I am losing my mind. I found out I am pregnant a couple of weeks ago. I thought I was futher a long but EPU say I am 4 weeks and 6 days. I had a small amount of brown discharge on Monday and asked if I could be seen earlier in the EPU. I haven't had any discharge since. But have had back pain.
I was scanned by a sonographer yesterday who couldn't see a pregnancy. I was then scanned today by the consultant and I don't feel like the consultant told me everything, maybe there is nothing that she can say at the moment. But the report says:
There is blood within the endometrial cavity 16x5x20mm (is this a lot?), no obvious intrauterine sac seen. Next and lateral to right ovary is a paraovarian cyst with haemorrhagic components. Left ovary normal.
My hcg on Monday was 534 u/l and progesterone is 37.
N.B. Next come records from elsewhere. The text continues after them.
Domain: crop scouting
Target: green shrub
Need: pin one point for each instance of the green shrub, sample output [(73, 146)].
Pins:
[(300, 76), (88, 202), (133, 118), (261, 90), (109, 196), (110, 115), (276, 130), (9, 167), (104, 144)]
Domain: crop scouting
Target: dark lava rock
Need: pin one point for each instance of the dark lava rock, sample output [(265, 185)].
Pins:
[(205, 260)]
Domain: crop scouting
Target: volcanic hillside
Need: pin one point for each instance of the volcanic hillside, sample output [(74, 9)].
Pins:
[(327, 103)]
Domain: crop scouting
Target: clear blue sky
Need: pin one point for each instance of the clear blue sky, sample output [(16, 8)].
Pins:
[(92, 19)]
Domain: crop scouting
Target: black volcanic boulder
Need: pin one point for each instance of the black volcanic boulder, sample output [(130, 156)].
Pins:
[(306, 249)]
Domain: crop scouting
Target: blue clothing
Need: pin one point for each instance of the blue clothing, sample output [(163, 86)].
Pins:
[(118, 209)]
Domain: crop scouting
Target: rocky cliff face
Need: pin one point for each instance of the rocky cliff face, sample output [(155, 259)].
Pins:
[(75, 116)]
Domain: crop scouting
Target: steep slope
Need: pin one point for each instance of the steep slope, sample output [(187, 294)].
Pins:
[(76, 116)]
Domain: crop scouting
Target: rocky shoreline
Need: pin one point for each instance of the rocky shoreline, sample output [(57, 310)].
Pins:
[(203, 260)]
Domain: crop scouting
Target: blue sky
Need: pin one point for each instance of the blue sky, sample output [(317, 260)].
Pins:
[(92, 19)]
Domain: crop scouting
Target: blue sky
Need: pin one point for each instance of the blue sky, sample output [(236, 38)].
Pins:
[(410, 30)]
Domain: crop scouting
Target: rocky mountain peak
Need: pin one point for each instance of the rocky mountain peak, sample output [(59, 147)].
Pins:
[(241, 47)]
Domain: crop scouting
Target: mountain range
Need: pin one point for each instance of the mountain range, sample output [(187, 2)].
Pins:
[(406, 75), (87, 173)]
Management as per PUL and to check hcg tomorrow
I already had my right fallopian tube removed about 3 months ago. I feel so emotional. The consultant just said that we won't know anything for definite until I have my bloods rechecked and that we either see a pregnancy in the uterus or somewhere else. I am so scared. If this is an ectopic I just want it dealt with now and not have to worry about more scans. I don't want to deal with this anymore. I feel like I'm not meant to have a baby and I should just give up trying now.
I'm assuming that if there is blood in my uterus that a pregnancy won't be viable.
To top it off my sister is 7 weeks pregnant with her 3rd baby and she is sending me scan photos. She doesn't know about my pregnancy and I would not tell her because in the past she's had a nasty way of throwing these things back in my face and I just couldn't deal with that.
Has anyone gone through anything similar?